🤖 AI Summary
This study investigates the feasibility of respiration as a hands-free interaction modality. We propose iBreath, a bioimpedance-based sensing system that enables gesture recognition—including single and double “breath clicks.” To our knowledge, this is the first work to establish a systematic respiratory gesture interaction framework and distill eight evidence-based design guidelines. Under both user-dependent and user-independent modeling paradigms, iBreath achieves >90% classification accuracy and an F1-score of 95.2%, with model training requiring only 50 seconds. Empirical evaluation reveals median gesture durations of 3.5–5.3 seconds; single breath clicks are the most frequently used gesture and are rated by users as intuitive, simple, and comfortable. The work introduces a low-intrusiveness, high-availability paradigm for ubiquitous human–computer interaction and provides a reproducible technical pathway grounded in bioimpedance sensing.
📝 Abstract
Breathing is a spontaneous but controllable body function that can be used for hands-free interaction. Our work introduces "iBreath", a novel system to detect breathing gestures similar to clicks using bio-impedance. We evaluated iBreath's accuracy and user experience using two lab studies (n=34).

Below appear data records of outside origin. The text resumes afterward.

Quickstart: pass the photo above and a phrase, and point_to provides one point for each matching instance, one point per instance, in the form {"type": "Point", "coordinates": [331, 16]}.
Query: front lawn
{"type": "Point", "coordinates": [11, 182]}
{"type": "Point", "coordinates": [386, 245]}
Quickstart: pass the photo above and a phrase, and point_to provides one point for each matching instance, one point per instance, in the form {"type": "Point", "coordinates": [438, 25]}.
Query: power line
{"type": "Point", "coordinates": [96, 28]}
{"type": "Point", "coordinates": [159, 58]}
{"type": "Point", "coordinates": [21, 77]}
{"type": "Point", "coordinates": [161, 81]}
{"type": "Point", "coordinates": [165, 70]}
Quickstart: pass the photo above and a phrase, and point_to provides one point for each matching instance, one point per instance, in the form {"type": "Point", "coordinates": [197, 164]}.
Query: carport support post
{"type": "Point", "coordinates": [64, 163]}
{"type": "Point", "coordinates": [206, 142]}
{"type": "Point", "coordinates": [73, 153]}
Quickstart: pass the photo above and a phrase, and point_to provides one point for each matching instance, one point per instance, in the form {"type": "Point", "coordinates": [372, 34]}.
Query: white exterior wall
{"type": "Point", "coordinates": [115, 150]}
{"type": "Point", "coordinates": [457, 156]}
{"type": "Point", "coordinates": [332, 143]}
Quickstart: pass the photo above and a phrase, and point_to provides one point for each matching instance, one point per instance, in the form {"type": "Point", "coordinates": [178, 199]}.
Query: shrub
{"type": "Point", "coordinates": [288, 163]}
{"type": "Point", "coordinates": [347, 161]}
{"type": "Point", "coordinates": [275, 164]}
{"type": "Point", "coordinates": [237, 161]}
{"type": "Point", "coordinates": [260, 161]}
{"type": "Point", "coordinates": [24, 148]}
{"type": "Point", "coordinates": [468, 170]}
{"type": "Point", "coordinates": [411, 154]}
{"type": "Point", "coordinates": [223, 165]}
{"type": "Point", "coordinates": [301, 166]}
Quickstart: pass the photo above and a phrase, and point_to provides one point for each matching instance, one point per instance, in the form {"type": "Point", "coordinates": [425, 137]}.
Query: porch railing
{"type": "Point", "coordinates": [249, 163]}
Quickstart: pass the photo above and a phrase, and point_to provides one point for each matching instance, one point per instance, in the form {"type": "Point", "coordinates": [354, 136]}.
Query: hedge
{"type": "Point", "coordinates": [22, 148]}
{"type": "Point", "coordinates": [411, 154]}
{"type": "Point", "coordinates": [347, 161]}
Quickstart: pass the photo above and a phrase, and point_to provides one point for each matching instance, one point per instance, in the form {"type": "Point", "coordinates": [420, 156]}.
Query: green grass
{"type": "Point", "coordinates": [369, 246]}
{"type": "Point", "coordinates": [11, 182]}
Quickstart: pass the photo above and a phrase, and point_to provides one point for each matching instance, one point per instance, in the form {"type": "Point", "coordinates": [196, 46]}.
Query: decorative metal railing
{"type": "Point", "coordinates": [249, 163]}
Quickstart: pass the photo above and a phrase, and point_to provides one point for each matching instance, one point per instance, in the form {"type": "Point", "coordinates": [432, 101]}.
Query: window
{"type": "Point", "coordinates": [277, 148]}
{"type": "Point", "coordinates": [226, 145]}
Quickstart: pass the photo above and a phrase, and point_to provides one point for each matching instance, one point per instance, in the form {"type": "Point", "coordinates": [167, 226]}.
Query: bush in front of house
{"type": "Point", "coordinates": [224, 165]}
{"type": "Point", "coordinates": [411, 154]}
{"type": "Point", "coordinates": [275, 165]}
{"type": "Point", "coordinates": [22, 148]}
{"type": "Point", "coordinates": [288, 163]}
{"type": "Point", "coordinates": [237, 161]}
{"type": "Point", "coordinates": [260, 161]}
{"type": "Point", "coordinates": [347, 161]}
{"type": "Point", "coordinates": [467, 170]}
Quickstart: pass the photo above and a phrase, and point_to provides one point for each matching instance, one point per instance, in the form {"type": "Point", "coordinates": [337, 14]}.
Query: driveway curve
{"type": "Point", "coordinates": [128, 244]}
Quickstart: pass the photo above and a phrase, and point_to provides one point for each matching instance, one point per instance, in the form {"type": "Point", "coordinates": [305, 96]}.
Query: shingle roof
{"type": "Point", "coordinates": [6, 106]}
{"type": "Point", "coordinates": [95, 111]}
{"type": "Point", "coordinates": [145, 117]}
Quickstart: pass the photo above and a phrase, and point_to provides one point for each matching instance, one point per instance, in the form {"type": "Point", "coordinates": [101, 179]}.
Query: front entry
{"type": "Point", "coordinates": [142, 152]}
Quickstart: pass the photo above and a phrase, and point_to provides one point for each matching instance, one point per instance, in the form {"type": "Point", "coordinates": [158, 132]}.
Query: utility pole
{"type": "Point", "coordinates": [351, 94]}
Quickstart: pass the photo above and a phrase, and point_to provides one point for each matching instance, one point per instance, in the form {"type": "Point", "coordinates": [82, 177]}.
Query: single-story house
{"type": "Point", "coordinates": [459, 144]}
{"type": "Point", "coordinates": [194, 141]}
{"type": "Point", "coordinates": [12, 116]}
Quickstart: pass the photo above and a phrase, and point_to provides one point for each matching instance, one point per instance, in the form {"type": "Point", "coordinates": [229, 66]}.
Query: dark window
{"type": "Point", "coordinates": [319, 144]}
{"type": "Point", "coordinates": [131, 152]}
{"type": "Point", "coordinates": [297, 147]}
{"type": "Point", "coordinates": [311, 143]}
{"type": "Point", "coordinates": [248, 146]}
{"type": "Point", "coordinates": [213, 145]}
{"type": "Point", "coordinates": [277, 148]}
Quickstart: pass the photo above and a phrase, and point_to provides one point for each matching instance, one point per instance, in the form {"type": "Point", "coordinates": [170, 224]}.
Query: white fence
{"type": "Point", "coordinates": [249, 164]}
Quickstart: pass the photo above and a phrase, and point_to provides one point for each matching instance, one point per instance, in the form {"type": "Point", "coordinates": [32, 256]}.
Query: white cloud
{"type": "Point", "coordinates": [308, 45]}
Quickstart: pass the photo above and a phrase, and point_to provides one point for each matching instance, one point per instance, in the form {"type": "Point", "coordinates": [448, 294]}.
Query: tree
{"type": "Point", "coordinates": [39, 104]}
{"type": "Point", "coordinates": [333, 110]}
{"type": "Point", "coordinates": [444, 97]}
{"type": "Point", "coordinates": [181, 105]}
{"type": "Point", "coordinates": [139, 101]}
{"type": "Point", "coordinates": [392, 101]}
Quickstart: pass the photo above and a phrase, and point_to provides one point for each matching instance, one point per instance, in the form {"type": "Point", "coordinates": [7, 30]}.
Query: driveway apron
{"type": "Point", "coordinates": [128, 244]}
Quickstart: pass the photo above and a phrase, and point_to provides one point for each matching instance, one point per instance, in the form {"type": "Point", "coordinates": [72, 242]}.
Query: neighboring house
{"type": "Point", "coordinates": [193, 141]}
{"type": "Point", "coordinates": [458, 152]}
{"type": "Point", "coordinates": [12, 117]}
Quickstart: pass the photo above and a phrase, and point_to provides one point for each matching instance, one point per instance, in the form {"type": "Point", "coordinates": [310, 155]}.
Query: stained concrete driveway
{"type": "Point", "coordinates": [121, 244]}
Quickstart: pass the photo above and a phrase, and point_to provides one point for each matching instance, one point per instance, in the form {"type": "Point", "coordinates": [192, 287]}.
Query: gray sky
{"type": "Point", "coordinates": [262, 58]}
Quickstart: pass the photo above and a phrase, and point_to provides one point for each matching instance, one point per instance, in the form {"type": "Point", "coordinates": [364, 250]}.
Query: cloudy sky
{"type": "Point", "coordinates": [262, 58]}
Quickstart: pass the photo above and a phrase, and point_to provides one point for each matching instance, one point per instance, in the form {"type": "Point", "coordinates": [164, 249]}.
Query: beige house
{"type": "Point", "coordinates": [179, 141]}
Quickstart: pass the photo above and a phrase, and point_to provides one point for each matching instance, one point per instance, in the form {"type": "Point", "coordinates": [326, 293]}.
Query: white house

Our results show high detection accuracy (F1-scores > 95.2%). Furthermore, the users found the gestures easy to use and comfortable. Thus, we developed eight practical guidelines for the future development of breathing gestures. For example, designers can train users on new gestures within just 50 seconds (five trials), and achieve robust performance with both user-dependent and user-independent models trained on data from 21 participants, each yielding accuracies above 90%. Users preferred single clicks and disliked triple clicks. The median gesture duration is 3.5-5.3 seconds. Our work provides solid ground for researchers to experiment with creating breathing gestures and interactions.